菊池武吉(きくち・たけよし) ?〜1336

肥後国菊池氏の一族。菊池武時の子。菊池武重の弟。通称は七郎。他の兄弟に武茂・武澄・武敏武光・武士らがいる。
正慶2:元弘3年(1333)3月の菊池合戦で父・武時が討死し、そのあとを継いで菊池氏惣領となった兄の武重が京都に出仕するに際してその片腕として随行したと思われ、武重とともに新田義貞に属して建武2年(1335)12月の箱根・竹ノ下の合戦に出陣している。
建武3:延元元年(1336)3月には武重とともに新田義貞に属して中国地方の経略戦に出征したが、足利尊氏が九州から軍勢を率いて攻め上って来ると、5月25日に摂津国兵庫で防戦に努めたが敗れた(湊川の合戦)。

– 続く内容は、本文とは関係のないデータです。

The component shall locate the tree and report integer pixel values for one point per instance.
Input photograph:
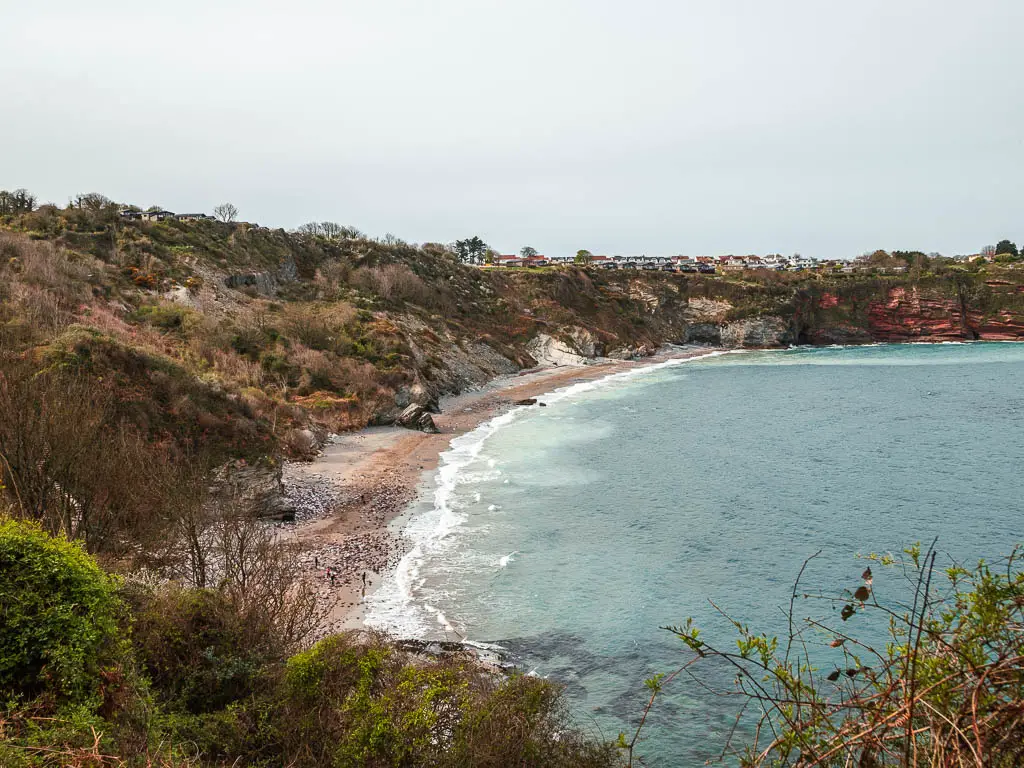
(225, 212)
(19, 201)
(471, 251)
(1008, 247)
(59, 615)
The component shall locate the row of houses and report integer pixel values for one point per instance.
(704, 264)
(131, 215)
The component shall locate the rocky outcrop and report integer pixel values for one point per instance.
(417, 417)
(585, 342)
(766, 331)
(911, 314)
(631, 352)
(252, 487)
(549, 351)
(704, 333)
(906, 314)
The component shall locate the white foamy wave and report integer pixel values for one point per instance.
(506, 559)
(394, 605)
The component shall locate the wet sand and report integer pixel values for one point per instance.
(373, 475)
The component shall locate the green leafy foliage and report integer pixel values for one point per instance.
(59, 616)
(946, 689)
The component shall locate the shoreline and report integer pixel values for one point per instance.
(375, 476)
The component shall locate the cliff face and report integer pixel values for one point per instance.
(278, 331)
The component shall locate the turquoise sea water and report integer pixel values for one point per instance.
(569, 535)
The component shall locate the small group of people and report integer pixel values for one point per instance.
(332, 573)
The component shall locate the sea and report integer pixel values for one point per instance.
(570, 536)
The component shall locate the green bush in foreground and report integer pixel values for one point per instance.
(170, 677)
(944, 688)
(57, 616)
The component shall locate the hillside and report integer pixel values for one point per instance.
(140, 358)
(230, 335)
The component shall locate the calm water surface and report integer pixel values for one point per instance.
(569, 535)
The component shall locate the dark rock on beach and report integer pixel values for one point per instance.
(417, 416)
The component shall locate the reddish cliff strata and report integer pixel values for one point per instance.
(908, 314)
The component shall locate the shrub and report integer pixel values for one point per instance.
(946, 689)
(59, 615)
(197, 648)
(166, 316)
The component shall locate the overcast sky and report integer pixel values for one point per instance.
(673, 126)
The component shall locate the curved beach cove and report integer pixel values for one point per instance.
(568, 535)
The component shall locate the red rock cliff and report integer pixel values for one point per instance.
(908, 314)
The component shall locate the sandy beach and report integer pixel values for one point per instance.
(365, 479)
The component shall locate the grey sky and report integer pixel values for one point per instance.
(720, 126)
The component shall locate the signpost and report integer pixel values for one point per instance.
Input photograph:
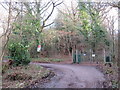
(39, 48)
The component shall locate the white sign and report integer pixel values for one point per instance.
(39, 48)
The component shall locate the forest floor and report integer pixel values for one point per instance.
(71, 76)
(62, 73)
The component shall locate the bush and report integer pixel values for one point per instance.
(19, 53)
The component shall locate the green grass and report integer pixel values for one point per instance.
(34, 71)
(47, 59)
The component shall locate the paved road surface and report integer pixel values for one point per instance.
(73, 76)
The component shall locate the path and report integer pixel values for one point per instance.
(72, 76)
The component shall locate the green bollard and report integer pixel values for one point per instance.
(79, 58)
(74, 58)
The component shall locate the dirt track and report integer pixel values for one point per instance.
(72, 76)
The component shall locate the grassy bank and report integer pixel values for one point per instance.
(46, 60)
(22, 76)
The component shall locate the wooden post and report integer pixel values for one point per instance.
(90, 55)
(104, 54)
(76, 55)
(72, 54)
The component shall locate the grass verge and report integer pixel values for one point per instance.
(22, 76)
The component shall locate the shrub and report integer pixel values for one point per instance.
(19, 53)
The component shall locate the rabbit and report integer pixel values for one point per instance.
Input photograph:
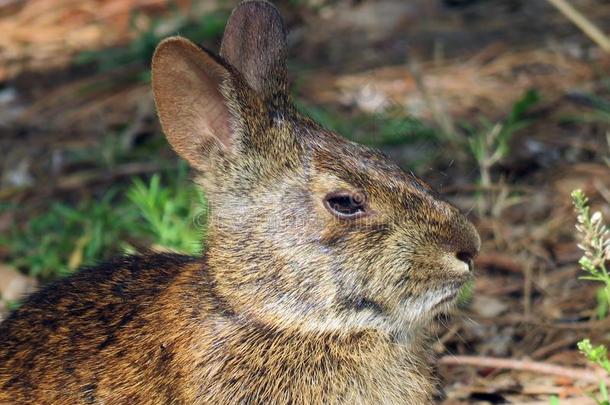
(324, 264)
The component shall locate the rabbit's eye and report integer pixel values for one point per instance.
(345, 204)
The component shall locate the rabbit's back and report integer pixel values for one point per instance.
(155, 330)
(103, 328)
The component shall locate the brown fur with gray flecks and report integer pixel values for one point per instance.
(290, 303)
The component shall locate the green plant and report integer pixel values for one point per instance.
(65, 237)
(595, 243)
(139, 52)
(490, 144)
(170, 213)
(161, 214)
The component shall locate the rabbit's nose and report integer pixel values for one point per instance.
(464, 242)
(466, 257)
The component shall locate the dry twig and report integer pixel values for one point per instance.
(590, 376)
(582, 22)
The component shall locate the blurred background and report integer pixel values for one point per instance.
(502, 105)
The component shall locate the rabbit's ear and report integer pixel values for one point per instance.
(187, 86)
(254, 43)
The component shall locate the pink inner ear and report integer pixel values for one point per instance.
(186, 84)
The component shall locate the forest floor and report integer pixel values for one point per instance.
(503, 106)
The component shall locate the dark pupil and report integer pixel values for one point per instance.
(345, 205)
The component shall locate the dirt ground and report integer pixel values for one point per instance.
(452, 65)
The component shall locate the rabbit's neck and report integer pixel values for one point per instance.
(268, 293)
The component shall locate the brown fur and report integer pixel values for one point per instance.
(289, 304)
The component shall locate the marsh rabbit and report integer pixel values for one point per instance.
(324, 262)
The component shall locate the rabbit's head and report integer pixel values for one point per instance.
(306, 229)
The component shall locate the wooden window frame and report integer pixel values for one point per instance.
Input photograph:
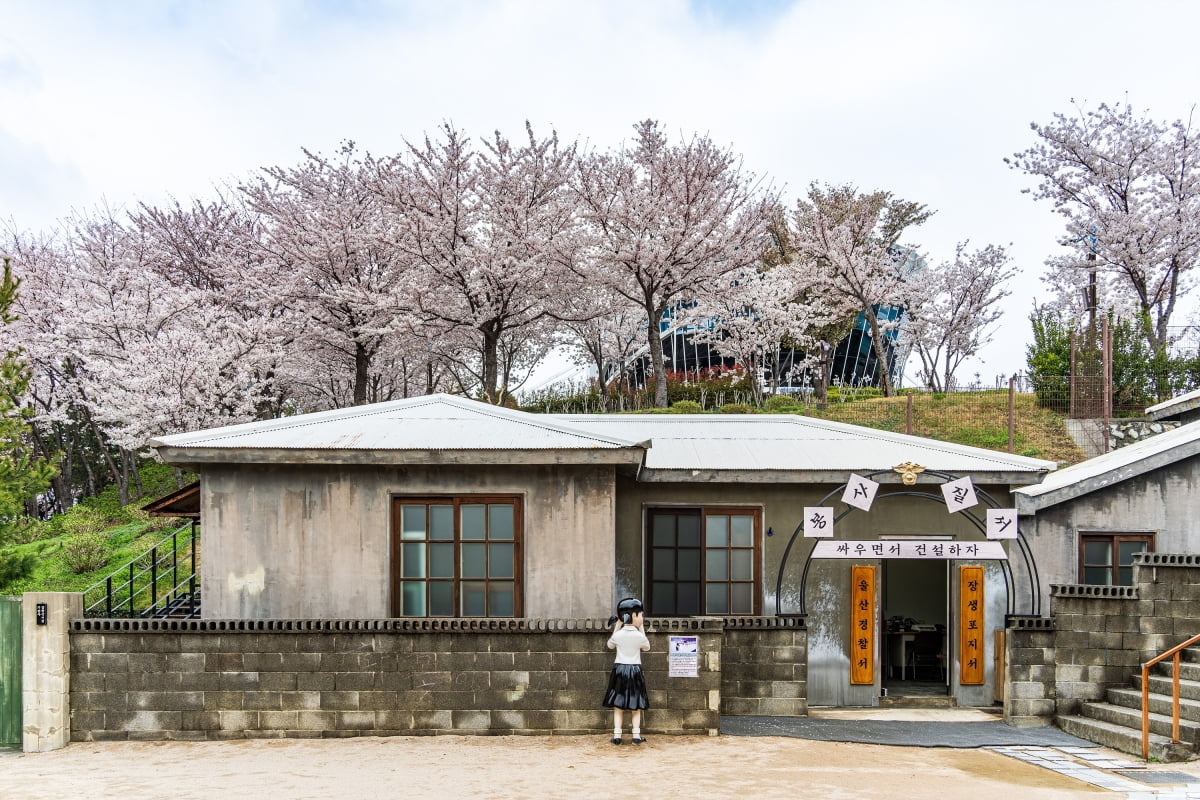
(1114, 539)
(457, 500)
(703, 512)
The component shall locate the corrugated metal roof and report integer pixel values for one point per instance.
(1175, 405)
(1111, 468)
(685, 446)
(785, 443)
(430, 422)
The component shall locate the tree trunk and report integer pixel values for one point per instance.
(825, 366)
(361, 373)
(657, 362)
(491, 362)
(881, 354)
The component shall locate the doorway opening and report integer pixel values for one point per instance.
(916, 623)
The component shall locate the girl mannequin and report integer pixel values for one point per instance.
(627, 685)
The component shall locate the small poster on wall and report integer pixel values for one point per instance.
(683, 656)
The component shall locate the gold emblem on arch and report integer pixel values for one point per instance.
(909, 471)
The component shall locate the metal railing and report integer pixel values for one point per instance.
(1174, 654)
(163, 581)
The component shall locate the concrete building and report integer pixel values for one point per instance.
(1087, 522)
(441, 506)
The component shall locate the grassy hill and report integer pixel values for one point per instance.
(975, 419)
(101, 533)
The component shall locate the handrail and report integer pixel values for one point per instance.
(144, 583)
(1174, 654)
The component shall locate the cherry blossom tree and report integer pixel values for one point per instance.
(485, 236)
(1128, 188)
(750, 319)
(666, 224)
(22, 473)
(604, 331)
(954, 318)
(851, 241)
(325, 234)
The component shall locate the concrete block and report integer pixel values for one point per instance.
(258, 701)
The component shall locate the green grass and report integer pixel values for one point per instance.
(126, 542)
(975, 419)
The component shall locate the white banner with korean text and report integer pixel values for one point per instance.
(909, 548)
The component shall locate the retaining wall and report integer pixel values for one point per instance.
(1098, 637)
(229, 679)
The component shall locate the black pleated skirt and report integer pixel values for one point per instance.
(627, 689)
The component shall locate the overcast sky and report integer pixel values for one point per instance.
(121, 101)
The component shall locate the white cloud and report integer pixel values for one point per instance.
(141, 100)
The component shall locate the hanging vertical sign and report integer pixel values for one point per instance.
(971, 626)
(862, 625)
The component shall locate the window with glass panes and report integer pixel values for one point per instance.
(703, 561)
(456, 557)
(1107, 559)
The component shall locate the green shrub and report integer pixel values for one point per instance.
(81, 519)
(687, 407)
(736, 408)
(85, 552)
(16, 566)
(779, 403)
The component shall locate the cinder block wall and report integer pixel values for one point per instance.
(1098, 637)
(1029, 672)
(765, 667)
(229, 679)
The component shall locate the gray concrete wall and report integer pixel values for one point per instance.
(828, 585)
(46, 668)
(1157, 501)
(1097, 637)
(312, 541)
(232, 679)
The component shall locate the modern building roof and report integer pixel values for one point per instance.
(443, 428)
(789, 447)
(435, 428)
(1175, 407)
(1111, 468)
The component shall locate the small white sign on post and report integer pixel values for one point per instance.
(1001, 523)
(859, 492)
(683, 656)
(817, 522)
(959, 494)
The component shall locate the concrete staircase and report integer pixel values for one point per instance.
(1116, 722)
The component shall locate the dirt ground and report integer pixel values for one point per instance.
(523, 767)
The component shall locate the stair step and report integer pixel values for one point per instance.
(1159, 723)
(1125, 739)
(1159, 703)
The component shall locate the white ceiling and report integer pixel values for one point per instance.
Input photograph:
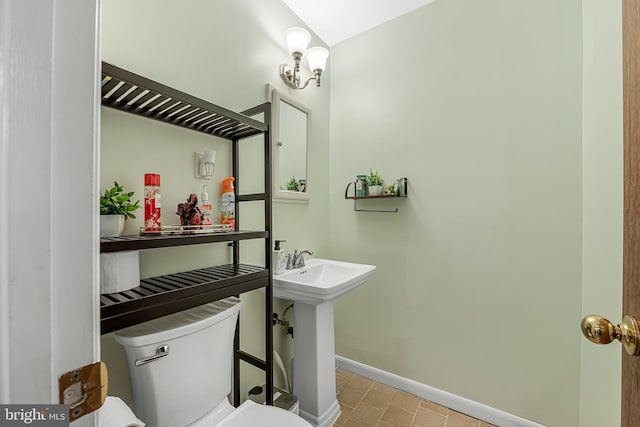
(337, 20)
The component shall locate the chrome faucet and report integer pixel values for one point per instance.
(297, 259)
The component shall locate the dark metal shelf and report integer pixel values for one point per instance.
(374, 197)
(163, 295)
(132, 93)
(134, 242)
(155, 297)
(404, 184)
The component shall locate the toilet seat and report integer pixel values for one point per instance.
(253, 414)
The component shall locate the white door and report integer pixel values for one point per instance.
(49, 121)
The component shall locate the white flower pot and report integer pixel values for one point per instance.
(375, 190)
(111, 225)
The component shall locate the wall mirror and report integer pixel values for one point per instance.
(290, 135)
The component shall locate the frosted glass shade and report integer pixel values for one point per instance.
(298, 39)
(317, 57)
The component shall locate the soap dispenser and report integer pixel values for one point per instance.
(279, 259)
(205, 207)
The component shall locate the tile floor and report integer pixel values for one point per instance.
(366, 403)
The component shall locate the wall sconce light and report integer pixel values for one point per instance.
(297, 40)
(204, 164)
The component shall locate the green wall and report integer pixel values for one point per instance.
(478, 286)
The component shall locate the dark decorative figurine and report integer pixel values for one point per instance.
(189, 212)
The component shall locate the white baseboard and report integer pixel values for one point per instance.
(457, 403)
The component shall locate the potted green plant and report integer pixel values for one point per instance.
(374, 183)
(115, 207)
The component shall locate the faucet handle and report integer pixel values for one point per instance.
(289, 258)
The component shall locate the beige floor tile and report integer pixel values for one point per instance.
(353, 423)
(341, 382)
(359, 383)
(344, 372)
(350, 397)
(397, 417)
(456, 419)
(427, 404)
(367, 414)
(384, 388)
(427, 418)
(344, 415)
(366, 403)
(406, 401)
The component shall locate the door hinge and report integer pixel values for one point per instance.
(84, 389)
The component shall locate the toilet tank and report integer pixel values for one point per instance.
(180, 365)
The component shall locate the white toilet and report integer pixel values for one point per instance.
(180, 367)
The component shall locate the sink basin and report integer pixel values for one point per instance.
(321, 280)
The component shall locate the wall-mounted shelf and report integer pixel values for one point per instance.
(159, 296)
(402, 194)
(163, 295)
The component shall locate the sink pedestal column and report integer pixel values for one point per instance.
(314, 363)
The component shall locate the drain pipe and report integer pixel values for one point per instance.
(278, 360)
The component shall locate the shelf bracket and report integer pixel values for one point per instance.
(355, 208)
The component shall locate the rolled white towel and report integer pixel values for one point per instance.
(116, 413)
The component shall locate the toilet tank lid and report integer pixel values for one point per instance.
(253, 414)
(178, 324)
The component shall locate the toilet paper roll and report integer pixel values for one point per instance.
(115, 413)
(119, 271)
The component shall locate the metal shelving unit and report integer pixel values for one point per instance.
(159, 296)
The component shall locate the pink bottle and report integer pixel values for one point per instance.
(152, 202)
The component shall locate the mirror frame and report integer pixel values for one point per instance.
(278, 194)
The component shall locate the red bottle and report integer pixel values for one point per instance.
(152, 202)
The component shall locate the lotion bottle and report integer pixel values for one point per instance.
(279, 259)
(205, 207)
(228, 203)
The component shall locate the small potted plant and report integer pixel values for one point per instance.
(374, 183)
(115, 207)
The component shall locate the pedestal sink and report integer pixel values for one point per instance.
(313, 289)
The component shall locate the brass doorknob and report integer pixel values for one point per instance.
(599, 330)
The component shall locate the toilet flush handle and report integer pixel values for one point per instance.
(162, 351)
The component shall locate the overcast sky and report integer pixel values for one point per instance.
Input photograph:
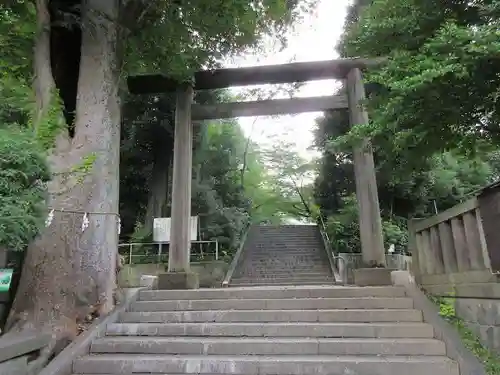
(314, 39)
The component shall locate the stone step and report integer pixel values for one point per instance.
(361, 316)
(267, 346)
(264, 365)
(273, 292)
(272, 274)
(297, 280)
(308, 329)
(282, 282)
(275, 304)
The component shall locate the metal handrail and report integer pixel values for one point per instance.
(331, 255)
(344, 274)
(131, 245)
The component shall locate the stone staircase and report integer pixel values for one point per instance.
(275, 330)
(283, 255)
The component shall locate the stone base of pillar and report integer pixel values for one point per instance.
(373, 276)
(178, 280)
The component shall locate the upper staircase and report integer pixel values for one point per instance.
(283, 255)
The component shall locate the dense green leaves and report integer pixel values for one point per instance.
(23, 175)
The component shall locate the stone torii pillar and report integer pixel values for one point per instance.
(179, 275)
(370, 222)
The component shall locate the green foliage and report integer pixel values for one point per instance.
(343, 229)
(490, 359)
(23, 175)
(432, 108)
(51, 123)
(178, 37)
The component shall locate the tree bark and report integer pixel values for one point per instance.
(69, 273)
(163, 147)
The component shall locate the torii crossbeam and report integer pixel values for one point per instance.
(186, 111)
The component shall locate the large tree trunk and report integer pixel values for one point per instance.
(69, 273)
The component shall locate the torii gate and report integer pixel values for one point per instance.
(372, 246)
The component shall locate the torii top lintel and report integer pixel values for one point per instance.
(255, 75)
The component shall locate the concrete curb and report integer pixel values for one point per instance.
(63, 363)
(455, 349)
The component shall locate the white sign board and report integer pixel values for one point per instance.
(162, 225)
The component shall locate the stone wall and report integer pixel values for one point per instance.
(211, 273)
(482, 316)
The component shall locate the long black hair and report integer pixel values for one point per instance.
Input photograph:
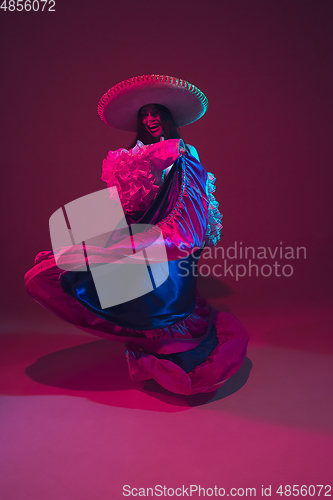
(170, 128)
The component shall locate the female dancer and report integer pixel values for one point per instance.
(172, 335)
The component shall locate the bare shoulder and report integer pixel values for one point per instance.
(193, 151)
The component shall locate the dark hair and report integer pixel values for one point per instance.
(170, 128)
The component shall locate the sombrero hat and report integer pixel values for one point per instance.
(119, 106)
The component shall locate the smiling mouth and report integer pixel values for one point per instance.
(154, 128)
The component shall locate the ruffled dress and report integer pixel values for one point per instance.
(172, 335)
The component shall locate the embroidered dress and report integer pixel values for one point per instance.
(172, 334)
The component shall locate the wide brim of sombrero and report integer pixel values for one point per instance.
(119, 106)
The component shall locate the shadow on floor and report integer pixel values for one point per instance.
(101, 366)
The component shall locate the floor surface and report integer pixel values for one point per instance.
(74, 426)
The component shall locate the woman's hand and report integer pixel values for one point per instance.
(182, 147)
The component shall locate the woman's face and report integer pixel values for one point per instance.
(151, 120)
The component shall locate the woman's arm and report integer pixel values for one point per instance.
(193, 151)
(165, 153)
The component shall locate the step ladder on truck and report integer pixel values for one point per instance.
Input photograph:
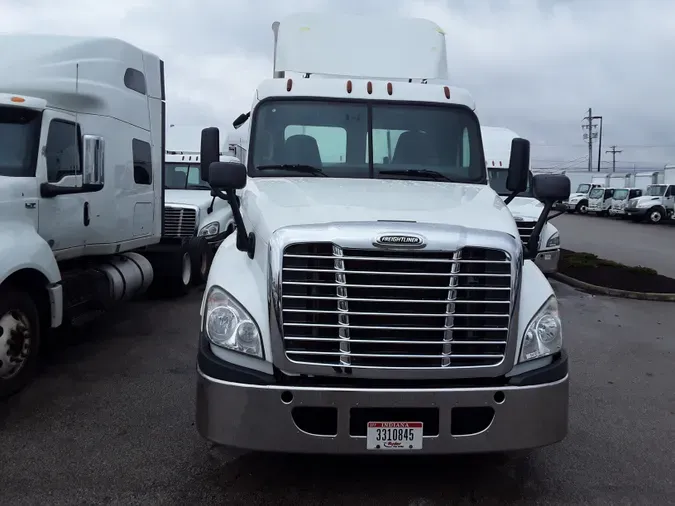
(81, 189)
(371, 302)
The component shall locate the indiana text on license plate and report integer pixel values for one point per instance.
(394, 436)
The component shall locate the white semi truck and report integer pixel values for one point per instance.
(657, 203)
(581, 183)
(368, 303)
(525, 208)
(81, 189)
(191, 210)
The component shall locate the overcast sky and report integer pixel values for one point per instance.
(532, 66)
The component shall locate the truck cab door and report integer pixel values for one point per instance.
(669, 198)
(62, 205)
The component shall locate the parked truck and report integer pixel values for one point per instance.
(368, 303)
(191, 210)
(657, 203)
(525, 208)
(81, 189)
(581, 183)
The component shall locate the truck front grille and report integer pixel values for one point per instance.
(525, 229)
(395, 310)
(179, 222)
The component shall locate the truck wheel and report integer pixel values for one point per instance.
(201, 256)
(655, 215)
(172, 271)
(19, 340)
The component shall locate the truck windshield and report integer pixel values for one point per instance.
(498, 182)
(620, 194)
(183, 176)
(656, 190)
(418, 141)
(19, 139)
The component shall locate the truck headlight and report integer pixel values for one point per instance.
(209, 230)
(553, 241)
(228, 325)
(543, 335)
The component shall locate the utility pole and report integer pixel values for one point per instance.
(590, 139)
(589, 134)
(614, 151)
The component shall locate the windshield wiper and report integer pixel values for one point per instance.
(297, 167)
(429, 174)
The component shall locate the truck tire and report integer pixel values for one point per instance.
(172, 271)
(202, 256)
(19, 340)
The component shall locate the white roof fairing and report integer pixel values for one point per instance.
(361, 46)
(79, 74)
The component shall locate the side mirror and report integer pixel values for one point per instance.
(241, 119)
(209, 151)
(93, 151)
(551, 187)
(227, 175)
(519, 165)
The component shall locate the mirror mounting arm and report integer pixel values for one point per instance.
(245, 241)
(533, 241)
(508, 199)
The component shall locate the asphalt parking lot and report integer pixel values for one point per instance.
(620, 240)
(110, 421)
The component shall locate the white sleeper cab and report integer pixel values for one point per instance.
(525, 208)
(376, 295)
(81, 189)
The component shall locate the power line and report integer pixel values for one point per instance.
(634, 146)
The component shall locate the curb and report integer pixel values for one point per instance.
(612, 292)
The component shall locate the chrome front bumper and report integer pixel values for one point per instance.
(547, 261)
(268, 417)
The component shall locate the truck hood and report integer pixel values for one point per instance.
(198, 198)
(528, 208)
(271, 203)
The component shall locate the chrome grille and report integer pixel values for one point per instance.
(180, 222)
(525, 229)
(377, 309)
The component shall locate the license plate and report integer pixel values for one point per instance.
(394, 436)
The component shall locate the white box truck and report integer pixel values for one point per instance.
(525, 208)
(657, 203)
(372, 302)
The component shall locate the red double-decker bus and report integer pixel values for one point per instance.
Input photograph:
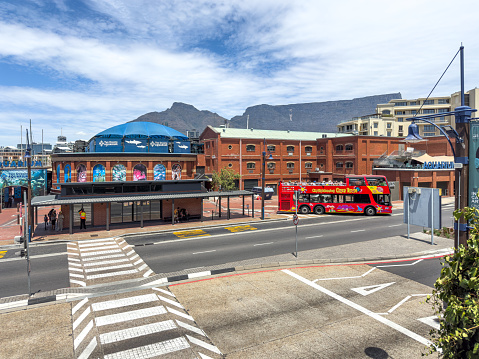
(354, 194)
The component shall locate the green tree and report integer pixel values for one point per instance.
(225, 179)
(455, 297)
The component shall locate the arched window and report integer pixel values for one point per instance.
(176, 172)
(118, 173)
(81, 173)
(67, 174)
(159, 172)
(99, 173)
(139, 172)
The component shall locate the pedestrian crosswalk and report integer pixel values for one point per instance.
(101, 261)
(144, 324)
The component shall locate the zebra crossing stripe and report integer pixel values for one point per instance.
(129, 316)
(83, 334)
(79, 305)
(80, 319)
(164, 292)
(190, 327)
(88, 350)
(181, 314)
(152, 350)
(176, 304)
(135, 332)
(203, 344)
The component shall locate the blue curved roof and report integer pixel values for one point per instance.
(141, 129)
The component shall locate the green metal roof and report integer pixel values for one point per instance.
(273, 134)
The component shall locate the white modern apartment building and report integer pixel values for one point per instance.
(390, 118)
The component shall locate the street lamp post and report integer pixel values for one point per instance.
(462, 116)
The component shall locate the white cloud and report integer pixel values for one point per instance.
(122, 59)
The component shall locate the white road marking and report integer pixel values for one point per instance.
(79, 305)
(88, 350)
(361, 309)
(190, 327)
(164, 292)
(431, 321)
(129, 316)
(152, 350)
(89, 270)
(80, 319)
(136, 332)
(181, 314)
(214, 250)
(112, 274)
(371, 288)
(201, 343)
(124, 302)
(83, 334)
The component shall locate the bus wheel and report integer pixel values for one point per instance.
(369, 211)
(304, 210)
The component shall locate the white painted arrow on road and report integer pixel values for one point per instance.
(371, 288)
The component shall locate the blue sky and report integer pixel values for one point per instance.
(78, 67)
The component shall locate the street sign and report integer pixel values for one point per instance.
(295, 219)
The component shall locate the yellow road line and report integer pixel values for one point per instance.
(240, 228)
(191, 233)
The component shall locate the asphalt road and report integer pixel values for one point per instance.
(169, 252)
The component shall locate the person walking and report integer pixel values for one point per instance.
(82, 218)
(45, 219)
(61, 217)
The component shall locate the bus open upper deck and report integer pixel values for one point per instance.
(355, 194)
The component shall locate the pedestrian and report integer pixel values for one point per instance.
(61, 217)
(82, 218)
(54, 219)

この戦いで新田勢は京へ向かって敗走したが、武吉が武重の命を受けて友軍の楠木正成の様子を見に行くと敗れて自害する場に行き合わせ、「この場にあってどうしておめおめと見捨てて帰ることができようか」と、ともに自害して果てた。
『太平記』ではこの人を菊池武朝としているが、誤りである。